Atomlar protonlar (pozitif yüklü), nötronlar (yüksüz) ve elektronlar (negatif yüklü) olarak adlandırılan üç tür küçük parçacıktan oluşur. Protonlar ve nötronlar daha ağırdır ve atomun ortasında kalırlar. Bunlara çekirdek denir. Çok hafif olan bir elektron bulutu ile çevrilidirler. Elektromanyetik kuvvet tarafından çekirdeğin pozitif yüküne çekilirler.
Bir atomun sahip olduğu proton ve elektron sayısı bize onun hangi element olduğunu söyler. Örneğin hidrojenin bir protonu ve bir elektronu vardır; sülfür elementinin ise 16 protonu ve 16 elektronu vardır. Proton sayısı atom numarasıdır. Hidrojen hariç, çekirdekte nötronlar da bulunur. Proton ve nötronların sayısı birlikte atom ağırlığını oluşturur.
Atomlar gaz formundayken (hareket etmekte serbest oldukları için) sıvı formda ve katı maddede olduklarından daha hızlı hareket ederler. Katı maddelerde atomlar yan yana sıkıca paketlenmiştir, bu nedenle titreşirler, ancak sıvılardaki atomlar gibi hareket edemezler (yer yoktur).
Tarih
"Atom" kelimesi Yunanca (ἀτόμος) "atomos", bölünmez, (ἀ)-, değil ve τόμος, kesik kelimelerinden gelmektedir. Atom kelimesinin tarihsel olarak ilk geçtiği yer Yunan filozof Democritus'un M.Ö. 400'lerde yazdığı eserlerdir. Atom teorisi, 1650'lerde kimyanın gelişmesine kadar, pek fazla gerçek bilimsel araştırma veya çalışma yapılmadan, çoğunlukla felsefi bir konu olarak kaldı.
1777 yılında Fransız kimyager Antoine Lavoisier element terimini ilk kez tanımladı. Bir elementin, kimya yöntemleriyle başka maddelere parçalanamayan herhangi bir temel madde olduğunu söyledi. Parçalanabilen her madde bir bileşikti.
1803 yılında İngiliz filozof John Dalton, elementlerin atomlardan oluşan küçük, katı toplar olduğunu öne sürdü. Dalton, aynı elementin tüm atomlarının aynı kütleye sahip olduğuna inanıyordu. Birden fazla elementin atomları birleştiğinde bileşiklerin oluştuğunu söyledi. Dalton'a göre, belirli bir bileşikte, bileşiğin elementlerinin atomları her zaman aynı şekilde birleşir.
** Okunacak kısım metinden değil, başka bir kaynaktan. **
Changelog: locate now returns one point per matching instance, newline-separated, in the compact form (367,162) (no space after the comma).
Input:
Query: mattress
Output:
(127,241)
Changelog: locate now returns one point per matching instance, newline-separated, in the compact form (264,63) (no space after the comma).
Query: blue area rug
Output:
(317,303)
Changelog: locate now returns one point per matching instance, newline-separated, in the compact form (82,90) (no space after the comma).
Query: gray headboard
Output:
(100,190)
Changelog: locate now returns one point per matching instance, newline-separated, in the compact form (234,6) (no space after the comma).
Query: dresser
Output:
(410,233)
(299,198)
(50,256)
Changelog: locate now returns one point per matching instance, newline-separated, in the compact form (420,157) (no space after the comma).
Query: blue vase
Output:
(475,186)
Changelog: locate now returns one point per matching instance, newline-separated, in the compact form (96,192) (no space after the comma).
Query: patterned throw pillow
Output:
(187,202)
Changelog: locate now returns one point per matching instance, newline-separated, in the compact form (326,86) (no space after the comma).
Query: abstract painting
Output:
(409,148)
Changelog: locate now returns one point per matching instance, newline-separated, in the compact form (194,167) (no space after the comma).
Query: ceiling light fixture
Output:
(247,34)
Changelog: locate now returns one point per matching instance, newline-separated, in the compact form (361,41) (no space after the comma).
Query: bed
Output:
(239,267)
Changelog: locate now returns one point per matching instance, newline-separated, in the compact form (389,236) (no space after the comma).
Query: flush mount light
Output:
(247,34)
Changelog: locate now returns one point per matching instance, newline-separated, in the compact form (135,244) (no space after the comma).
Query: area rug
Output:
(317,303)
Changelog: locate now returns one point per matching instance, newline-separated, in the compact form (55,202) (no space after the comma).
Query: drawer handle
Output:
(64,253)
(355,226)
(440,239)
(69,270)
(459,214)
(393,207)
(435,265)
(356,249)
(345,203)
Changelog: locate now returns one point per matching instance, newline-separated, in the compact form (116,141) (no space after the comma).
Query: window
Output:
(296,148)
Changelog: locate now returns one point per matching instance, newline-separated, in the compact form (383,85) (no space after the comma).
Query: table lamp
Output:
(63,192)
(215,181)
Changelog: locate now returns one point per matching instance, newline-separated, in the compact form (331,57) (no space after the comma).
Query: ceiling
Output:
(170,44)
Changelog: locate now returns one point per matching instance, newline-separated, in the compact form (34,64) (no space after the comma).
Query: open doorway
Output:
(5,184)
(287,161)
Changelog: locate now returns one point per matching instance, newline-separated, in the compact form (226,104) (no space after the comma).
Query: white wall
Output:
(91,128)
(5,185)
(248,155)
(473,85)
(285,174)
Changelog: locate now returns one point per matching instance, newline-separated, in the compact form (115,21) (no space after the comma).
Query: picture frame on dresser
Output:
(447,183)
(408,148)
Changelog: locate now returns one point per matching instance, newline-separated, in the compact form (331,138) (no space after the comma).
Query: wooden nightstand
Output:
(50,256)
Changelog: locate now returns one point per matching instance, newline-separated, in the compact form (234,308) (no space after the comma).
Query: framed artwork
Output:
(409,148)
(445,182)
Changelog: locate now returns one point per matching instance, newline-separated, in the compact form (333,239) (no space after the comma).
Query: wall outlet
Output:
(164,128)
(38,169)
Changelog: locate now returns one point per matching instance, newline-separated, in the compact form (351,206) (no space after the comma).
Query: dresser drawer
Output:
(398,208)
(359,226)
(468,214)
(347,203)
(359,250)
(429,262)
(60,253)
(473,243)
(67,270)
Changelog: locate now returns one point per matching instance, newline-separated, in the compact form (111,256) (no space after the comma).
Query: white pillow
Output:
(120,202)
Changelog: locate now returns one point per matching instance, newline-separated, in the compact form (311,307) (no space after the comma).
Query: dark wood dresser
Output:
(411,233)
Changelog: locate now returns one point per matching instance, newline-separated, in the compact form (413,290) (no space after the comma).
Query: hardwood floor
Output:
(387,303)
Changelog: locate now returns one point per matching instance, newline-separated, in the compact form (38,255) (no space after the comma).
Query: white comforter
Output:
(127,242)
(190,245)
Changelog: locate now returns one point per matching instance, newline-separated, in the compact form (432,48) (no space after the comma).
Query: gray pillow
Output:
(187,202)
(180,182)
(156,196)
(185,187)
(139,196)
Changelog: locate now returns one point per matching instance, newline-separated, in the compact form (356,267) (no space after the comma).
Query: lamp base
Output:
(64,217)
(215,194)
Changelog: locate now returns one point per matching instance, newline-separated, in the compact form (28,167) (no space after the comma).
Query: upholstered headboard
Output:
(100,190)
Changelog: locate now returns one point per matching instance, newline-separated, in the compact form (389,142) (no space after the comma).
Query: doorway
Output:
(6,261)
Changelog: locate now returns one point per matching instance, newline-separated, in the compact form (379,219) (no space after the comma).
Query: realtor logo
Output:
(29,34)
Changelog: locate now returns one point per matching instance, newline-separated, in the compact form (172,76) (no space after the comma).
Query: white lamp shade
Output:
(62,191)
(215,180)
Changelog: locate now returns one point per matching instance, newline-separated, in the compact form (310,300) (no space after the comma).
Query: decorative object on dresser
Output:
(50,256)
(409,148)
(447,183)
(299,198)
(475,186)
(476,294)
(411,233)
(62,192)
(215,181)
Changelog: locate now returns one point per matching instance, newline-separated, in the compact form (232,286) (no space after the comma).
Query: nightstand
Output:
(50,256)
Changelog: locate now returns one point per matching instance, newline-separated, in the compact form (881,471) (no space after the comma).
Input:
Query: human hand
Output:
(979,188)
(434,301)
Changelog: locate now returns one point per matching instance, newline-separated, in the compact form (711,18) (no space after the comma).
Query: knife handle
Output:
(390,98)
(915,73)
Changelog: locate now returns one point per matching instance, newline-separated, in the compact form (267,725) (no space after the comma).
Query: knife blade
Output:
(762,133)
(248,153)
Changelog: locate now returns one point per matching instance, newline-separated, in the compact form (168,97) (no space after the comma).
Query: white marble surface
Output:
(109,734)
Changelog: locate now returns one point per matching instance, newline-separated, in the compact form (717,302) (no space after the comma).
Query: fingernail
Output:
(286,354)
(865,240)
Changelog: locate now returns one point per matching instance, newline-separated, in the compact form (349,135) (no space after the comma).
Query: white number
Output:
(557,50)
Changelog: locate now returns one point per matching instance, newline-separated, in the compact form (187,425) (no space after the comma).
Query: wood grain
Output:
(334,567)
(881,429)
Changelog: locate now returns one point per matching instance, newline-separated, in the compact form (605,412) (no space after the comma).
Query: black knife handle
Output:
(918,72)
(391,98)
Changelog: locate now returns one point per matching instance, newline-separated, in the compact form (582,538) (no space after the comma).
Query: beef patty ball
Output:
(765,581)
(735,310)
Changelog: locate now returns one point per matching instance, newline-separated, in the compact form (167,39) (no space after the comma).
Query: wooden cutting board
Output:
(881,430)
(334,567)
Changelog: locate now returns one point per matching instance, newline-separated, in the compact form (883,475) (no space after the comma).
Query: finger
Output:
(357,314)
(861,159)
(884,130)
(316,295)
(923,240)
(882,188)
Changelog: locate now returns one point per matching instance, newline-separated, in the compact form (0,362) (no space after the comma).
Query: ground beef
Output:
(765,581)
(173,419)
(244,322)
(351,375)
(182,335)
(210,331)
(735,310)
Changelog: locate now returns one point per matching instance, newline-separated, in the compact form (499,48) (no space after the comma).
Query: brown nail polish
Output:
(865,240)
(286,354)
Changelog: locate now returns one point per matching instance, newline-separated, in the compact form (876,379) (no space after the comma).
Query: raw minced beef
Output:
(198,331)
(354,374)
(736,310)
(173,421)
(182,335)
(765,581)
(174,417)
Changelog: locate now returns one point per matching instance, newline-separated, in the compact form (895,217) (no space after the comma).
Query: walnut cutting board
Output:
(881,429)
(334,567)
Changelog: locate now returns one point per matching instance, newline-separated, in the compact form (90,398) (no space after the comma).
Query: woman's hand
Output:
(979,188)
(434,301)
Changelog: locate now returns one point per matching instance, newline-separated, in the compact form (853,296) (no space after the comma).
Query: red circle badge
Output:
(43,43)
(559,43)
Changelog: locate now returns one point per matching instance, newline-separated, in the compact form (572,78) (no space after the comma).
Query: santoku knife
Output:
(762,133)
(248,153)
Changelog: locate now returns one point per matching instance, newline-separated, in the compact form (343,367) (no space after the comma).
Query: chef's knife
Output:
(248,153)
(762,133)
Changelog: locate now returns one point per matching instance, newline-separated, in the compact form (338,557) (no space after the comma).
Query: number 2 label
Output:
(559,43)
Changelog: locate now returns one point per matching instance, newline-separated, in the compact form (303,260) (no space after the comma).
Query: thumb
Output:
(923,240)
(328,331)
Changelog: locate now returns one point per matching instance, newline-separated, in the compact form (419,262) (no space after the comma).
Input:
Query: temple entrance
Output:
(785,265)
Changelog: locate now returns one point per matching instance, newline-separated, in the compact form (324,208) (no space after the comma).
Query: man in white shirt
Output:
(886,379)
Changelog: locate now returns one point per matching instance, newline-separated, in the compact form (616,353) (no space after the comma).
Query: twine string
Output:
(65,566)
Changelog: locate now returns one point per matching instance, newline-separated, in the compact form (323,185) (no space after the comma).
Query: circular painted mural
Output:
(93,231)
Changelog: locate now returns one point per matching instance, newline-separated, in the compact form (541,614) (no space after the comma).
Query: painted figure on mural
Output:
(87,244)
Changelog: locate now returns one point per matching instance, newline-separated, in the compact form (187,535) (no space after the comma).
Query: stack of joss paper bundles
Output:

1827 yılında İngiliz bilim adamı Robert Brown mikroskobu altında sudaki polen tanelerine baktı. Polen taneleri sallanıyor gibi görünüyordu. Brown, Dalton'un atom teorisini kullanarak taneciklerin hareket biçimlerini tanımladı. Buna brownian hareketi adı verildi. 1905 yılında Albert Einstein, rastgele gibi görünen hareketlerin atomların reaksiyonlarından kaynaklandığını kanıtlamak için matematiği kullandı ve bunu yaparak atomun varlığını kesin olarak kanıtladı. 1869 yılında Rus bilim adamı Dmitri Mendeleev periyodik tablonun ilk versiyonunu yayınladı. Periyodik tablo elementleri atom numaralarına (kaç protona sahip olduklarına) göre gruplandırır. Bu genellikle elektron sayısı ile aynıdır). Aynı sütundaki veya periyottaki elementler genellikle benzer özelliklere sahiptir. Örneğin, helyum, neon, argon, kripton ve ksenon aynı sütunda yer alır ve çok benzer özelliklere sahiptir. Tüm bu elementler rengi ve kokusu olmayan gazlardır. Ayrıca, bileşikler oluşturmak için diğer atomlarla birleşemezler. Birlikte soy gazlar olarak bilinirler.
Fizikçi J.J. Thomson elektronları keşfeden ilk kişidir. Bu olay, 1897 yılında katot ışınları üzerinde çalışırken gerçekleşmiştir. Protonlar (pozitif) ve nötronlardan (yüksüz) farklı olarak negatif yüke sahip olduklarını fark etti. Thomson, atomun erikli puding gibi olduğunu belirten erikli puding modelini yarattı: kurutulmuş meyve (elektronlar) bir puding kütlesinin (protonlar) içinde sıkışmıştı. 1909 yılında Ernest Rutherford adlı bir bilim adamı Geiger-Marsden deneyini kullanarak atomun büyük bir kısmının atom çekirdeği adı verilen çok küçük bir alanda bulunduğunu kanıtladı. Rutherford bir fotoğraf plakası aldı ve onu altın folyo ile kapladı ve sonra ona alfa parçacıkları (birbirine yapışmış iki proton ve iki nötrondan oluşan) attı. Parçacıkların çoğu altın folyodan geçti ve bu da atomların çoğunlukla boş alan olduğunu kanıtladı. Elektronlar o kadar küçüktür ki bir atomun kütlesinin yalnızca %1'ini oluştururlar.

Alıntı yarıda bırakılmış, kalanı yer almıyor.